One of my favourite films from last year was Olivia Wilde’s Don’t Worry Darling starring Florence Pugh, Harry Styles and Chris Pine. A surreal saga of a 1950s housing development that isn’t all as it seems. The mid-century inspired architecture and interiors stood out to me as much as they enhanced the overwhelming feeling of optimism and dread within the tale.
Olivia has taken the quintessential American suburban utopia and added 60s and 70s design influences that help produce a film with dark yet dreamy interiors. The production designer Kate Byron turned to mid-century modernism to create a set that felt ‘alluring, sumptuous and opulent.’ The Palm Springs location blended with mid-century décor such as lively pastel palettes, moody walnut woods, plenty of glass and mirrors as well as smaller home accessories like the vintage Sylvania television.
Olivia has been said to have kept an image of Slim Aarons ‘Poolside Gossip’ above her desk whilst writing Don’t Worry Darling, and this vision can be seen throughout the film. The socialite and glamourous lifestyle via the architecture and interior design, as Slim Aarons himself put it ‘attractive people doing attractive things in attractive places.’

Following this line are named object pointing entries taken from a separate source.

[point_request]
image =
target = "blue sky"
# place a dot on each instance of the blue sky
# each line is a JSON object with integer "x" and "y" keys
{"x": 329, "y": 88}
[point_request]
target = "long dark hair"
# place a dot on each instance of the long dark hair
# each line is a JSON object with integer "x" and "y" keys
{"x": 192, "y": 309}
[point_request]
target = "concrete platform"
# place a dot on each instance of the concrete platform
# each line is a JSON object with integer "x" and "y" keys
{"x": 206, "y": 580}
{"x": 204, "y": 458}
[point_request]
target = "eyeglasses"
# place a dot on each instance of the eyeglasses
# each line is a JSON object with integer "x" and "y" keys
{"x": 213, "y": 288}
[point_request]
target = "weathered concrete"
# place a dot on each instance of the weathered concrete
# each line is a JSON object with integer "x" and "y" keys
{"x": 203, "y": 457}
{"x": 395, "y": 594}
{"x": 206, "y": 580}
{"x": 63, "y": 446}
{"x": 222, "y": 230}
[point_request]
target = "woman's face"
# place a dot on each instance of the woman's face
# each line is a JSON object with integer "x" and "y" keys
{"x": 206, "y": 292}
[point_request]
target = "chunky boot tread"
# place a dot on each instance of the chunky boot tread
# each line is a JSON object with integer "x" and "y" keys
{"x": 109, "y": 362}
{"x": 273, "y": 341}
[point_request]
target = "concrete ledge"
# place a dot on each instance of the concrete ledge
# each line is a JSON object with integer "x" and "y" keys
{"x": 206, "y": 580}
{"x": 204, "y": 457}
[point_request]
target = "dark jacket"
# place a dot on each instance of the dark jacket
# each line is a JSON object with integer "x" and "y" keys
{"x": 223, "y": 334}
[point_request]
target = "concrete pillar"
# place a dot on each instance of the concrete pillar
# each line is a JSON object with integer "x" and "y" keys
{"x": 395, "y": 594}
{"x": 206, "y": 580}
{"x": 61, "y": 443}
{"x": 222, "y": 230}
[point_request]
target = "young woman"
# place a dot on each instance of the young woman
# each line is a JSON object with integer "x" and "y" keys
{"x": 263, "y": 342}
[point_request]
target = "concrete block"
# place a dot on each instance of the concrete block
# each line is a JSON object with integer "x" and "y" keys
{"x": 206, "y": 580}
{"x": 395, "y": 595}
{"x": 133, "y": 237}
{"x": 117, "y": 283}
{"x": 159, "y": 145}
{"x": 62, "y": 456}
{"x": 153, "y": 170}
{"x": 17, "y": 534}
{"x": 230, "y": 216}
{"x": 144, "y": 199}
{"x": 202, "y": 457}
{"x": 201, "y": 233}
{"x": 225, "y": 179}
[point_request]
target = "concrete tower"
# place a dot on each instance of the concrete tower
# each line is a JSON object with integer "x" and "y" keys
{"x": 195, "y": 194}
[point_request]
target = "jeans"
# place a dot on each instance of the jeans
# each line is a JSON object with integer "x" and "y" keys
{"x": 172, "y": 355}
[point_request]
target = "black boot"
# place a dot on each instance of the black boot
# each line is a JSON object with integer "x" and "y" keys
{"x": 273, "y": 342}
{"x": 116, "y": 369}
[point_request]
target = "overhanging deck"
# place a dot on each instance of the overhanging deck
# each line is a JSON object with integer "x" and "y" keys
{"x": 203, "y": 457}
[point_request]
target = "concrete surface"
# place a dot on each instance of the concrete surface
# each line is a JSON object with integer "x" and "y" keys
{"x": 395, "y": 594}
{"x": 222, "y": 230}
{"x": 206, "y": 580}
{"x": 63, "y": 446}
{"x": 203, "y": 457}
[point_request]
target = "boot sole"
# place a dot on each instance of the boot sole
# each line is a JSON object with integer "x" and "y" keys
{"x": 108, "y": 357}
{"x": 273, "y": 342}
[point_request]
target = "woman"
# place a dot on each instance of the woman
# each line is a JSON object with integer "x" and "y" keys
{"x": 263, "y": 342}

There are key mid-century design players throughout the film, from Albert Frey to Neutra Kaufmann. There is even a scene filmed outside the iconic Kaufmann Desert House, the same building showcased within the image ‘Poolside Gossip’, so there is a real sense of homage and synchronicity.
Mid Century architecture butterfly roofs feature with interior details such as stacked cushions on the living room floor, the teal-coloured bathtub, and a walnut wood record player unit. This film has the design and décor as a storyline element – an idyllic sublime image that holds disturbing secrets underneath.